The ministry accused the civil society organizations of attempting to attract financial support from international donors and boost the popularity of their groups by misleading the public.
“Their actions are intended to get more attention based on the court’s procedures,”the statement said.
It also said that the ministry was only carrying out its duties in line with the Law on the Press when it had revoked the licenses of media organizations.
“In addition, the Information Ministry has the duty to provide or temporarily suspend or terminate licenses in the news and broadcasting sector in Cambodia,” the statement said.
Nop Vy, executive director of Cambodian Journalists Alliance (CamboJA), pointed out that while journalists themselves have been targeted and jailed, people who had committed crimes against journalists had not been arrested. He gave the example of two separate groups of journalists who had been attacked in recent months in Tbong Khmum and Stung Treng provinces.
Vy added that the government should eradicate impunity in crimes committed against journalists, and should guarantee that all cases will be investigated transparently.
“I think that judges or prosecutors need to be in an active role to take action against the people who have committed a crime…against journalists to avoid impunity in our society,” Vy said.
He also brought up the authorities’ harassment of journalists, including the seizing of equipment in front of the Chinese Embassy last week during a demonstration marking Paris Peace Agreement Day on October 23.
“Journalists are not suspects who committed a crime, so they should not be scared or threatened for their work,” Vy said.
Chak Sopheap, executive director of the Cambodian Center for Human Rights, said the government’s ongoing harassment of journalists was unacceptable.
“This rampant impunity must be stopped.

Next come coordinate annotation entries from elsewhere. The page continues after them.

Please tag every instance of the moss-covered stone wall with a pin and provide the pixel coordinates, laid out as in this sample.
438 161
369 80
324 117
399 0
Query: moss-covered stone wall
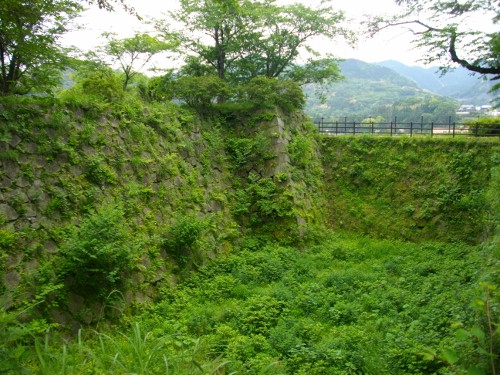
410 188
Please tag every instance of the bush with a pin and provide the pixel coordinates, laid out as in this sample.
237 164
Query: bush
199 91
97 254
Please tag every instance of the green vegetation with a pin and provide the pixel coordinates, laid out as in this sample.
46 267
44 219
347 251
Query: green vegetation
441 28
196 223
369 90
346 304
402 189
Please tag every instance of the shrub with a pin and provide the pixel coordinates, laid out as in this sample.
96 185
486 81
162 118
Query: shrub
97 254
199 91
270 92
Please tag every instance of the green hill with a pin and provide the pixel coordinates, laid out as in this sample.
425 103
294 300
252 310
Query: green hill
372 90
151 238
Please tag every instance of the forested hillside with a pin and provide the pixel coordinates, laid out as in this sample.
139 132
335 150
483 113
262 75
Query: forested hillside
206 239
369 90
196 222
459 84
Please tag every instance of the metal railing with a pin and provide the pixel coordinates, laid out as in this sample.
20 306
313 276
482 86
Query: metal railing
395 128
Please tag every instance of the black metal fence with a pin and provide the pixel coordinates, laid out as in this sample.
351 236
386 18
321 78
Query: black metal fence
395 128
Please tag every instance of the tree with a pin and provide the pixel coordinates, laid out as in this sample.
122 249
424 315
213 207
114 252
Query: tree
242 39
284 33
218 31
442 27
30 56
134 53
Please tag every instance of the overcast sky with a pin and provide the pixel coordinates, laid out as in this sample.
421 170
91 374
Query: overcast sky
393 44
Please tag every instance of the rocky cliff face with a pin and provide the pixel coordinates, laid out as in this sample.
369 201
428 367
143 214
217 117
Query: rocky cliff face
158 168
102 209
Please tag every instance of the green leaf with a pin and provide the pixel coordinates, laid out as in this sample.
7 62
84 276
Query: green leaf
475 371
478 333
462 334
450 356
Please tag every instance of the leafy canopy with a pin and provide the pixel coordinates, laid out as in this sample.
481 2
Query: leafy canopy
30 56
241 39
134 53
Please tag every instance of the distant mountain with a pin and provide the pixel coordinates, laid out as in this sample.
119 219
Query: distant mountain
459 84
374 90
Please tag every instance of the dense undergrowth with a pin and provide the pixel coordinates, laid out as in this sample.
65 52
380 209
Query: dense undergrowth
345 305
150 238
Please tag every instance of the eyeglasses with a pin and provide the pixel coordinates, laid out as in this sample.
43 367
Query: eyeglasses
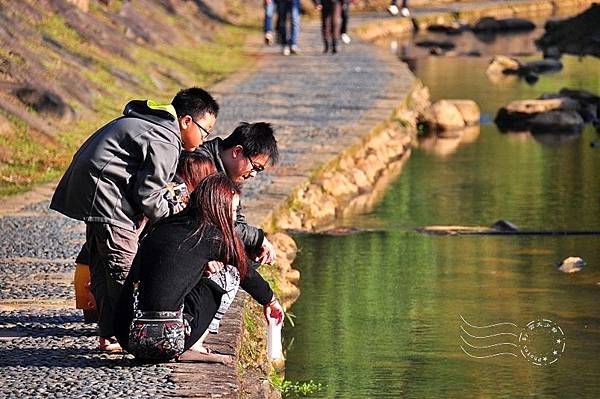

It harms Cambodian people and society, and it is not in line with the [government’s] human rights obligations,” she said. “It is crucial that crimes against journalists and human rights defenders are met with effective, independent and transparent investigations, and justice for all those whose rights have been cast aside is delivered.”
Yeang Sothearin, a former journalist of Radio Free Asia (RFA) said that he and his former colleague Uon Chhin had still not received justice since their trial for allegedly supplying a foreign state with information prejudicial to national defense had started one year ago.
“Even though we did not commit a crime, the authorities arrested us and they released us but also put us under investigation by the court….This is an abuse of the freedom of journalists in Cambodia,” Sothearin said.
He added that the case against him was politically motivated, and that still no evidence had been presented that inculpated himself or Chhin in the crime that they allegedly committed by sending articles to US-run Radio Free Asia after its Phnom Penh offices closed in 2017.
Sothearin said that he and Chhin would continue to ask the court to drop their cases and return the equipment that police officials had seized from them, which has prevented them from being able to support their families.
“Now, I can do some articles, but I am still scared because I do not know if what I write will make some parties or some people unhappy,” Sothearin said. “Because we have been charged, they might arrest us at any time.”
The case of the two RFA journalists is under reinvestigation by the Phnom Penh Municipal Court after the Supreme Court rejected their appeal to end the probe last month.